Yes those displays are annoying, I'm sure I have knocked over one or two of them. I like when they are lightweight because I can move them over myself. I too am not a fan of the "everyone has a disability" comment. Sometimes I guess it's an attempt to relate and say we're not that different from you, this time it seems like an excuse not to keep things accessible. I've seen the expression used to try to say that character flaws are disabilities, so everyone has one... never made any sense to me. Wouldn't that mean that people who have actual physical, sensory, mental disabilities, since they must also have character flaws, have extra disabilities? Or is it supposed to mean that people with those actual, obvious disabilities have better characters/are somehow made better people because of their disabilities? Anyway, I don't like the expression!

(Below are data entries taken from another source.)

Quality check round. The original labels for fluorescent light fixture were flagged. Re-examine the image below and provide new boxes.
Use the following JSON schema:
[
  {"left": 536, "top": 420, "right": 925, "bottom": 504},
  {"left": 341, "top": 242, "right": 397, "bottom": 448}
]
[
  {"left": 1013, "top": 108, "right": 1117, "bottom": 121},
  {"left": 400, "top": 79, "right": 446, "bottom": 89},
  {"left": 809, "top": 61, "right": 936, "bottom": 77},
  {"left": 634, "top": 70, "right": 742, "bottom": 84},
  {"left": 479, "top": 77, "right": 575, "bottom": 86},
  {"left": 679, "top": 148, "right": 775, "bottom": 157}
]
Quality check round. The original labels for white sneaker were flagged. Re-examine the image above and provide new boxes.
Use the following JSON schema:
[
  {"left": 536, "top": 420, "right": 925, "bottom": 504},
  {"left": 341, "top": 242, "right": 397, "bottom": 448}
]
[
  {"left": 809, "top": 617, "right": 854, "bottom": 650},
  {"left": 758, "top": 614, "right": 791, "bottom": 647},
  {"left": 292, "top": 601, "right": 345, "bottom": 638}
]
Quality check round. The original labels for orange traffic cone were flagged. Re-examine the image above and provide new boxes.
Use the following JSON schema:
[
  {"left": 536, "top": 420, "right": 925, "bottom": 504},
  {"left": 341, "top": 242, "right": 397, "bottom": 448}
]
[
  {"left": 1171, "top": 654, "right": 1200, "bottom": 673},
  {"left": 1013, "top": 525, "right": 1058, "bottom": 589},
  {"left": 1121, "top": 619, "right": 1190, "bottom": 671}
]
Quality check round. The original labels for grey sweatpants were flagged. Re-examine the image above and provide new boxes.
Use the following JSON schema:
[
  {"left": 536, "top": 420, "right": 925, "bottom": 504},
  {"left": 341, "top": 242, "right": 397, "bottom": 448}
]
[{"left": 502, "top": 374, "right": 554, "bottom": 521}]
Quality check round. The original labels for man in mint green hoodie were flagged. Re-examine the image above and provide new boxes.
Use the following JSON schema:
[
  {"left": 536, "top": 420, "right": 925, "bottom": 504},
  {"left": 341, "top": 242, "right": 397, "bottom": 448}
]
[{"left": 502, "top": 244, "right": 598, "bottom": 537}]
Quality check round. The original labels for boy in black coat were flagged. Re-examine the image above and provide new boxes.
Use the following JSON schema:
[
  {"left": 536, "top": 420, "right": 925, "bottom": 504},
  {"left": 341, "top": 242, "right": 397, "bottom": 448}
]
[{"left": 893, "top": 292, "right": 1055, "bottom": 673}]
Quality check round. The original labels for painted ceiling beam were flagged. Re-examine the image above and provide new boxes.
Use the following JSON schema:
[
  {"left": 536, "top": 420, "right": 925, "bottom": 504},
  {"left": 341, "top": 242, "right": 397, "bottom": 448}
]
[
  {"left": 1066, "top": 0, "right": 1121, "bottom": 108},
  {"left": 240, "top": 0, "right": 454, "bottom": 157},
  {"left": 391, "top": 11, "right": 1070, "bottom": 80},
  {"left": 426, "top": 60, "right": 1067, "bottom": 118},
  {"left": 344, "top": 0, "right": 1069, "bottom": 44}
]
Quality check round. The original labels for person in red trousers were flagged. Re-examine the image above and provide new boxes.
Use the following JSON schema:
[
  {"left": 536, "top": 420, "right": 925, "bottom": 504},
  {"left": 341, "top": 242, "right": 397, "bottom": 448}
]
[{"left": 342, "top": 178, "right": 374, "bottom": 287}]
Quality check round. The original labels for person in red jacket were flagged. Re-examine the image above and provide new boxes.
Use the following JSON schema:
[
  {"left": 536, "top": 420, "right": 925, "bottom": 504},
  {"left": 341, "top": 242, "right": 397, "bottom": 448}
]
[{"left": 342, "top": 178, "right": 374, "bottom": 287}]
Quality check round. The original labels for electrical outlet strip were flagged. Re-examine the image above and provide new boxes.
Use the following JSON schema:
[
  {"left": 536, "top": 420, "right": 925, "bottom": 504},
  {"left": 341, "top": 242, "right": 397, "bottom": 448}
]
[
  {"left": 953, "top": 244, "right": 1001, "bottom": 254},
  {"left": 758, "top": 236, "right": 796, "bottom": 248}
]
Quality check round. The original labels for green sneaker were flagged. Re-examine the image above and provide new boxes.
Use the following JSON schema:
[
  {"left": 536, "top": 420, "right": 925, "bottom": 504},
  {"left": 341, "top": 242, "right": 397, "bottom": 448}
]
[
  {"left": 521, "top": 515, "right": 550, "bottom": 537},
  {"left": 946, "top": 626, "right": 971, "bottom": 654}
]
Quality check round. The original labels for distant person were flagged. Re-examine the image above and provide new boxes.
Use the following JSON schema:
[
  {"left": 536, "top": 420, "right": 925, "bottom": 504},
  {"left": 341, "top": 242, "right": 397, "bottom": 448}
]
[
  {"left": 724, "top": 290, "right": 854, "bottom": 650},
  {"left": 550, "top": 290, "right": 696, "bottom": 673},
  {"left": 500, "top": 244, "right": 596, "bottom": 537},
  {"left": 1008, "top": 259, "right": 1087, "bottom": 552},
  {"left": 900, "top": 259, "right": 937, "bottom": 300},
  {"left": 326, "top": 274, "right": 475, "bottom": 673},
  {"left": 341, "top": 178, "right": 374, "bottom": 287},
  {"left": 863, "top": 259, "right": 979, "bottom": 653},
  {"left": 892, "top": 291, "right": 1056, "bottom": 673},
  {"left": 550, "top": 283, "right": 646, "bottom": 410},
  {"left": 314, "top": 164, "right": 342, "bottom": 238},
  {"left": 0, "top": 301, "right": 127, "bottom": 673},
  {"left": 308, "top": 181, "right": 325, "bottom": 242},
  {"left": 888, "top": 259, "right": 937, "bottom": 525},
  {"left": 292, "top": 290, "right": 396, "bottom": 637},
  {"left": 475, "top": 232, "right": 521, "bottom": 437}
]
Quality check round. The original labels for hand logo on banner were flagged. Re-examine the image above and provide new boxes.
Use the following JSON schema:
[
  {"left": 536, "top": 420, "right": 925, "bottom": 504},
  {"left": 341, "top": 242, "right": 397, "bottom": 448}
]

Andrea Shettle, MSW said...

I haven't heard people describe character flaws as "disabilities" before, but my reaction is about the same as yours--it doesn't make sense to me, and I don't like it.

In thinking about it, I think one of the reasons I don't like it is because it posits the whole concept of "disability" as something wrong or "bad" in an individual person, in complete disregard for whatever role an inaccessible environment might play in creating what could be easily avoidable difficulties in our lives. So I think I dislike it both because it confuses the concept of what a disability even IS, and because it implies that disability automatically means something "wrong" or "bad" about the person.

Unknown said...

Ooooh...I HATE that. Do NOT pretend that disability doesn't exist. Don't pretend that we are "all the same" and that you understand the barriers that people with disabilities face each and every day. Unless you actually have a disability, you do not and can not ever understand.